John Egan: And so I saw a really great tweet the other week that said, people don’t quit managers anymore, they quit on-call rotations. And I think, that’s this great element where historically when we’d say people quit managers, what we were really saying, is while we’re doing a terrible job of understanding, the impact of active managers, on their people and attrition. And I think, the tweet was getting at the same thing when it comes to on-call rotations, we do a pretty bad job of understanding the impact of being a responder. And, I think elevating those things as metrics and positive metrics, by the way, not negative metrics, but elevating them as positive things, within our tools, any of our real time work tools. I think just becomes more and more important, especially in the world we’re in today, where remote work is really starting to supplant, in person.

Swapnil Bhartiya: I want to go a bit deeper into it, from purely technological perspective.
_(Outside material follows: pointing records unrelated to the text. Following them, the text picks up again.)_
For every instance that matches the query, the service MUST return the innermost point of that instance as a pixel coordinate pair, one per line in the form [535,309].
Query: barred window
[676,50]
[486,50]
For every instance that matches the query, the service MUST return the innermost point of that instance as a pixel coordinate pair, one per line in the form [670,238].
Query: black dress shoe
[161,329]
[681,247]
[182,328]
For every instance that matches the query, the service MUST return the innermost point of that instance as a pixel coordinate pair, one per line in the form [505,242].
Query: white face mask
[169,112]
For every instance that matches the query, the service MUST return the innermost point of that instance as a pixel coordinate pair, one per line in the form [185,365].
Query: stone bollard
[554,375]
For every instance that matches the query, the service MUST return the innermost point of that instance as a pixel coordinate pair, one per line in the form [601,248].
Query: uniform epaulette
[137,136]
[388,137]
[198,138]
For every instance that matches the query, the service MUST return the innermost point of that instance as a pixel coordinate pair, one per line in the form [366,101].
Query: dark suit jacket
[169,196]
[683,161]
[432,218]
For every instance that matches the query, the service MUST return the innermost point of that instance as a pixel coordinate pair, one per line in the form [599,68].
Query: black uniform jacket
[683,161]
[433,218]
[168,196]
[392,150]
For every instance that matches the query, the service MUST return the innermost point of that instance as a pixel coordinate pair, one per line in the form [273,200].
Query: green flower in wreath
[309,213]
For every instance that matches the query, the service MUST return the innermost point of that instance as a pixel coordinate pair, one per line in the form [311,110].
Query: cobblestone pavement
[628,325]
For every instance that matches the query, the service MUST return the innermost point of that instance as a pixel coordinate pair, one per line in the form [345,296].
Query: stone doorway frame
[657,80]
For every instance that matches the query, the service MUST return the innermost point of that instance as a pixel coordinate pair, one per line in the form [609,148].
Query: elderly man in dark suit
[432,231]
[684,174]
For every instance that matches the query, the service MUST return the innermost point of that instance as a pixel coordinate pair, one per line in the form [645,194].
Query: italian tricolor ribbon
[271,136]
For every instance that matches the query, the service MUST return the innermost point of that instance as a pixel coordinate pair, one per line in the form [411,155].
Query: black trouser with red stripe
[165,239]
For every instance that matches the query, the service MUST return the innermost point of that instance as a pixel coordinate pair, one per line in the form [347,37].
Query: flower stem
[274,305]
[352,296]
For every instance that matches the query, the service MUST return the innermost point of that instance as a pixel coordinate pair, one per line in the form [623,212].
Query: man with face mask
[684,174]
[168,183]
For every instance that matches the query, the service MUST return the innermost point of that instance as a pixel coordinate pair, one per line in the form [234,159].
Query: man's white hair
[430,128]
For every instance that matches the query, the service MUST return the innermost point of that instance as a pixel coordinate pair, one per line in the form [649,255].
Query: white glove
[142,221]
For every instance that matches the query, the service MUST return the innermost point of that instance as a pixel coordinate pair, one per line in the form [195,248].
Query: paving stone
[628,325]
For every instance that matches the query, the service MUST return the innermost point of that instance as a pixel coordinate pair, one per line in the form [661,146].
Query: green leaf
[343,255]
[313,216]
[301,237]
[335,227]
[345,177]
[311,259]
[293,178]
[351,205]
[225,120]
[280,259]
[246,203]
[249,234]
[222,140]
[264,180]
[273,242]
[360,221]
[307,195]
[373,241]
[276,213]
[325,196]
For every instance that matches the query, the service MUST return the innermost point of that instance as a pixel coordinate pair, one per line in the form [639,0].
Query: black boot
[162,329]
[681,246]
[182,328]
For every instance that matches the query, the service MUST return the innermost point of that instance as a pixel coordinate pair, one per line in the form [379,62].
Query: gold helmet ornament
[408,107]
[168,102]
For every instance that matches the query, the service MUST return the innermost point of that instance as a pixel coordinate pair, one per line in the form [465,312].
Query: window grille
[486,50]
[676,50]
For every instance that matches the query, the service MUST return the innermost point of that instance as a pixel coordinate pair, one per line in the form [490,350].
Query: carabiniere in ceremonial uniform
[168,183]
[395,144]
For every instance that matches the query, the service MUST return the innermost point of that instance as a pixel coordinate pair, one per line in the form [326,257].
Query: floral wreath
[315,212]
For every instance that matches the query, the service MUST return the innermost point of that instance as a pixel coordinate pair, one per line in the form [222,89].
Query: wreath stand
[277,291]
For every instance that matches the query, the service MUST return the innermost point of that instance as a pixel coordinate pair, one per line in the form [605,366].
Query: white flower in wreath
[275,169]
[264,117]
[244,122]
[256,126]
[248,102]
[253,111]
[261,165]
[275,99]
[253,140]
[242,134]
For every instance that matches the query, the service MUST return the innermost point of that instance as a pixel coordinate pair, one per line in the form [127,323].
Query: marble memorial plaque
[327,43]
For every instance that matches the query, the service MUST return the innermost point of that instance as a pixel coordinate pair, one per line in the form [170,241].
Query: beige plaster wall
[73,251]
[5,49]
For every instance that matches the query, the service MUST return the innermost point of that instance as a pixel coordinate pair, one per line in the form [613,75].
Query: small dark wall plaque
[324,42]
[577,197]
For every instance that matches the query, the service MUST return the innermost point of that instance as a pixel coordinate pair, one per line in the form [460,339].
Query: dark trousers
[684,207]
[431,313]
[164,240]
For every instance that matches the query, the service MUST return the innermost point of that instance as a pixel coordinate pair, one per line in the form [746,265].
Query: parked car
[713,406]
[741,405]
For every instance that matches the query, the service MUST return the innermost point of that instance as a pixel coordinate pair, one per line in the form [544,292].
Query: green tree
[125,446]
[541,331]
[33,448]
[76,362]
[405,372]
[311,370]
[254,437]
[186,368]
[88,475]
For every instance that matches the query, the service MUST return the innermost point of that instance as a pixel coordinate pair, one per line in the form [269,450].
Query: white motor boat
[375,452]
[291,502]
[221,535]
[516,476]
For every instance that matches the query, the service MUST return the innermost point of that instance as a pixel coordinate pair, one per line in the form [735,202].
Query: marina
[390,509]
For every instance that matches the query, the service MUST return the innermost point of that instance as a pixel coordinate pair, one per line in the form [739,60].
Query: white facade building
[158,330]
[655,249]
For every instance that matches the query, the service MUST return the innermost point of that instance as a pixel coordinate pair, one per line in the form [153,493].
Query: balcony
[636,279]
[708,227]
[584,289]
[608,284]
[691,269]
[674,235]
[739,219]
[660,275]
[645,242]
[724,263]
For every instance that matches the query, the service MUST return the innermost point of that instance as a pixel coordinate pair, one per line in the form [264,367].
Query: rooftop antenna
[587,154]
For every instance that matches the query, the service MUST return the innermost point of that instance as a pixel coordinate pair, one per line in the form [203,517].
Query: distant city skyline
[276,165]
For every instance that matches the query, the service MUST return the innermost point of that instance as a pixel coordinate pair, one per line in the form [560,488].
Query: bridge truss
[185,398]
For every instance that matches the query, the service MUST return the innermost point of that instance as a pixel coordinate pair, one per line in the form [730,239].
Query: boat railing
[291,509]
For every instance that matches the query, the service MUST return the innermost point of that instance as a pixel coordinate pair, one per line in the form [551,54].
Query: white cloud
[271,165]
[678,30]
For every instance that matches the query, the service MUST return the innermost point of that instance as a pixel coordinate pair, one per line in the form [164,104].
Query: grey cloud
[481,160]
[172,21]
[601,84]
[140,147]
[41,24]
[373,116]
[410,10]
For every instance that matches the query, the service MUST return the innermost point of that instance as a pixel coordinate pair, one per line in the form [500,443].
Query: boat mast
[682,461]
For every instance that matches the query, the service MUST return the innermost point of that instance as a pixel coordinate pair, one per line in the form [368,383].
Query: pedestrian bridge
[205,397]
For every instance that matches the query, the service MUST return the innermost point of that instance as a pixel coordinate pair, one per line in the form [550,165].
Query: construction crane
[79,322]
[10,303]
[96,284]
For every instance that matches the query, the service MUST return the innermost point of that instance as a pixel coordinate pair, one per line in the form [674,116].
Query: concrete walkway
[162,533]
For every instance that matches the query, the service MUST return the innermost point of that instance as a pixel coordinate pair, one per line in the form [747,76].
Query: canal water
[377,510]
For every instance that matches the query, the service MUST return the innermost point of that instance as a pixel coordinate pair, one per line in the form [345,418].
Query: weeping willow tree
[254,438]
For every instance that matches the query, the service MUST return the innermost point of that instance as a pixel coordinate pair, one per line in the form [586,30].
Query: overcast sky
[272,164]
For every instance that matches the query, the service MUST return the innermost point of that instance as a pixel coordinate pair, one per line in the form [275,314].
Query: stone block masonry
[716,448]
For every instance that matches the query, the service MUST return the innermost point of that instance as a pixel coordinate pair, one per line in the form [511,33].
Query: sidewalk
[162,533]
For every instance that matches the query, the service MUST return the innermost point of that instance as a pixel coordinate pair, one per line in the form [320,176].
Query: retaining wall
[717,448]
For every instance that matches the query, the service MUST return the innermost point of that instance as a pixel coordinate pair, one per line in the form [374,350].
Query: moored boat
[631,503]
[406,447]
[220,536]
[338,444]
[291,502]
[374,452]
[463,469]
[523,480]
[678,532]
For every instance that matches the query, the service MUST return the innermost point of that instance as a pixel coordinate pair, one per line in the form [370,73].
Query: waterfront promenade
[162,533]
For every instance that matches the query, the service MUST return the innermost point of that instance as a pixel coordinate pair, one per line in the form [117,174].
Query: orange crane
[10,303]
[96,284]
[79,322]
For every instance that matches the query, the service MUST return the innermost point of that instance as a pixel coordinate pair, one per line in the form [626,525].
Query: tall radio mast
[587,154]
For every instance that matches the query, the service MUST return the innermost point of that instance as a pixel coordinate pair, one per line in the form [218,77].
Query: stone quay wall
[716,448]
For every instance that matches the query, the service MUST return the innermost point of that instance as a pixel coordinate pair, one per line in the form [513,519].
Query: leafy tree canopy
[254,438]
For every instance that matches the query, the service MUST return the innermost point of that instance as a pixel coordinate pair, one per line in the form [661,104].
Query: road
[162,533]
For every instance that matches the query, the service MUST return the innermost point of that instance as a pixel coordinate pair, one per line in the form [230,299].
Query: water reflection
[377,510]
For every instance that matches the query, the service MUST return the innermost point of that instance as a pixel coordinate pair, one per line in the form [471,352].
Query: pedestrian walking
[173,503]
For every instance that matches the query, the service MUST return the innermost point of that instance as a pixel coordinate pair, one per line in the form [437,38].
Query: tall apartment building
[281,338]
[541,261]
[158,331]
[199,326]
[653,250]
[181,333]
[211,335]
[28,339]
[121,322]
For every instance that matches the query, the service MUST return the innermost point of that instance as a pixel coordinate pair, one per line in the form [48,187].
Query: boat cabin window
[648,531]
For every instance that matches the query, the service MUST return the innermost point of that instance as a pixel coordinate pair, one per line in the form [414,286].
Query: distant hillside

You explained, why you are doing it, why you are doing it now. But let’s talk about it from technology perspective. Talk a bit about, how these chart work and how companies can, look at these metrics, and actually, as you earlier mentioned, not only improve the performance, but also health of their employees.

John Egan: So I think, these charts aren’t particularly, technically complex, right? They’re purposefully very high level views into the people, who are participating in your incident response process. So, I talked a little bit earlier about, there’s a heat map. It’s very similar to like a heat map that you’d expect to see in something like a Google analytics, where you can go and get a really good idea of, who’s visiting your site, when. Similarly, we do a really good job of boiling down, when are these incidents happening that are requiring responders and giving you a high level heat map of that data, which is immediately actionable, right? Like as soon as you understand when your incidents are happening, you can start to put a picture together of what’s the impact that’s happening on the people, inside of your organization, who are involved. Then we also have a series of charts after that, that show the people who are participating in each part of the incident response process.

John Egan: So, who’s reporting these things, who’s responding to these things and who’s writing the postmortem, because it’s not always the same person doing each of those steps. And each step is valuable, in a different way for the organization, right? So, when you’re participating in the write-ups, right, you’re really contributing heavily to the knowledge propagation, right. And systemic change inside of the organization. If you’re a responder and you’re consistently a responder, right. We know that, okay you’re someone who’s coming in. Who’s really a subject matter expert in some of these areas, that maybe you weren’t even aware of. And who’s participating really directly, related to whatever those times are, that are laid out in the heat map. So it’s not that you would look at one of these charts or two of these charts and say, all right, this chart says that Phil needs a promotion, right?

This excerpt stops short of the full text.